Every however-many years or so, the party machine cranks up another nostalgia festival for the 1985 Bears, and their wonderful cast of football characters telling stories of how they ran roughshod over the NFL, and restored honor to a proud city.

It's happening again this weekend with an expensive gathering at the Arie Crown Theater.

Didn't the 20th anniversary celebration happen, like, yesterday?

When even I can't feign interest in this, it says something.

I was a high-school junior that season, and my family had season tickets. I even went to exhibition games. I stood in line to get Keith Van Horne's autograph at Ford Pharmacy. I owned a VHS copy of the Super Bowl Shuffle. The horizontal "Black and Blues Brothers" poster of the offensive line hung over the desk in my bedroom – Stefan Humphries, Tom Andrews and Andy Frederick among those gazing down at me as I took notes in the margins of Othello.

But couldn't we all use a break from the seemingly nonstop reunion tour?

They didn't go anywhere. They have all been here. These parties are like recurring flare-ups of a painful, embarrassing skin condition.

Ditka is a ubiquitous, inescapable brand. His former players are talking on every radio station, all the time. The fact that there is not a local HD signal or a satellite channel doing 85 Bears talk 24/7 is amazing.

(Wait – I just raised the eyebrows of a program director. "Stay tuned for 'The Henry Waechter Factor!' Followed by 'Fuller and Buford', 'Reggie Phillips' Restaurant Reviews,' and 'Dennis Gentry Talks Movies and Car Repair.'")

And, our desire to keep alive the outsized memories of an outsized team has too much of an impact on the way we view the Bears.

Lovie Smith's team could win the Super Bowl, and the parade would pass by those grumbling about his sideline demeanor not reminding them of Ditka's. It sounds ridiculous, but many of the calls for Bill Cowher are rooted in how well he fits the perceived archetype for a Bears coach.

Rather than use the 1985 Bears as an unrealistic, ongoing ideal, the lesson should be the opposite: they are not coming back to play.

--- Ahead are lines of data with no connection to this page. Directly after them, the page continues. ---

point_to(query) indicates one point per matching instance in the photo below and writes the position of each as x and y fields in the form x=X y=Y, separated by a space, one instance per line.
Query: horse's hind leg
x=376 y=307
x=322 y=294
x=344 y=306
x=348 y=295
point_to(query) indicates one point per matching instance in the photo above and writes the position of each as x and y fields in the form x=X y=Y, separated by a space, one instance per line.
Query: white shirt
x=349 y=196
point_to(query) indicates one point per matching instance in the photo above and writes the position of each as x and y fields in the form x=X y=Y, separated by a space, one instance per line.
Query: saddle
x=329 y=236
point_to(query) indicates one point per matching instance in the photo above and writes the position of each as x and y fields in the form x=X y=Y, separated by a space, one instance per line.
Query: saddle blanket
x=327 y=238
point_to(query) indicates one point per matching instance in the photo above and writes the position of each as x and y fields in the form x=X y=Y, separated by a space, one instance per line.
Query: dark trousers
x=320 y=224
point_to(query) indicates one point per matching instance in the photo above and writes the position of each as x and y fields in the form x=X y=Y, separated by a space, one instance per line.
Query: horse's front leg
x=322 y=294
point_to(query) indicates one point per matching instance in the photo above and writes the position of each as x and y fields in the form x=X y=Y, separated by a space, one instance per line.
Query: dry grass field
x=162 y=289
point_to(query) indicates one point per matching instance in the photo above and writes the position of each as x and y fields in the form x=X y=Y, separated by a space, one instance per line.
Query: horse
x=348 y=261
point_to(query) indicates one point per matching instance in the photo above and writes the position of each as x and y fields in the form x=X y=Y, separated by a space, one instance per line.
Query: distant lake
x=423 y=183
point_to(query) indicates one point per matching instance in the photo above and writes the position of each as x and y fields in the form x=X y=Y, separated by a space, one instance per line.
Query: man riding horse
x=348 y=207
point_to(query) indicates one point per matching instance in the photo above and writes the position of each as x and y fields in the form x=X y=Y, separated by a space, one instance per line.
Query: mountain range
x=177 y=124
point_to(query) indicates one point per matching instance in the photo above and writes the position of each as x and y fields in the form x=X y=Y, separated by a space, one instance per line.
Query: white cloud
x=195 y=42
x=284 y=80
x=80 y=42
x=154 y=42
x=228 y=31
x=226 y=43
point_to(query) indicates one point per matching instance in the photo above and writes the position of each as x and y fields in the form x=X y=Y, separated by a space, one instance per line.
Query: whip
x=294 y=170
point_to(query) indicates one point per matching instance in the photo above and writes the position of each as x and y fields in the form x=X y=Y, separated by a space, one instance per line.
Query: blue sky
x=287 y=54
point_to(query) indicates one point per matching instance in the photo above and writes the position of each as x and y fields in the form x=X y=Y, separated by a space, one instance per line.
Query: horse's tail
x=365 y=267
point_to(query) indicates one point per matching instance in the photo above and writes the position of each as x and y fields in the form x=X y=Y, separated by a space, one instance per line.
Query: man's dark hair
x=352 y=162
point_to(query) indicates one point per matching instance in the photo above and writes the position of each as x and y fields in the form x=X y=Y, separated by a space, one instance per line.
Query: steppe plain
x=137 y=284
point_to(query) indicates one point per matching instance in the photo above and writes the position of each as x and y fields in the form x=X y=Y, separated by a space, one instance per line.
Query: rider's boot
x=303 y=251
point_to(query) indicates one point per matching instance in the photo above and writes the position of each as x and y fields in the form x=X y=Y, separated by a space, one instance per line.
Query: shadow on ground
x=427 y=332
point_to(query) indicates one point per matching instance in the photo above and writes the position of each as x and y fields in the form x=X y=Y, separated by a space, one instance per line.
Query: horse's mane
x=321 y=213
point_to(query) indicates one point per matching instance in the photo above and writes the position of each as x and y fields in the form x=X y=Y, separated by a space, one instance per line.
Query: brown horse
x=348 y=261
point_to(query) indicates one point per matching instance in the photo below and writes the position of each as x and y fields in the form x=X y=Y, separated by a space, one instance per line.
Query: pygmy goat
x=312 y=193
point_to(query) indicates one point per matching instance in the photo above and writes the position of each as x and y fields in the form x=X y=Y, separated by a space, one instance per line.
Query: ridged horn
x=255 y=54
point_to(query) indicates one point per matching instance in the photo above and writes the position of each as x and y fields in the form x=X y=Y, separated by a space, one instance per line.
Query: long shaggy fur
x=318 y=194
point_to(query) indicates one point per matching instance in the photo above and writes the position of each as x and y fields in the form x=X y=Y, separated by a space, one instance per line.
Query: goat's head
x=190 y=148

They will not return to make you feel as you did when you were younger.

Even that very group itself failed to recapture their own magic. What should speak loudest is that lesson: they could never live up to themselves. It is hugely unfair, then, to expect others to become them, just because the logo on the helmet is the same.

With every year that passes, I see beloved memories turning more and more into grotesque, Dickensian ghosts.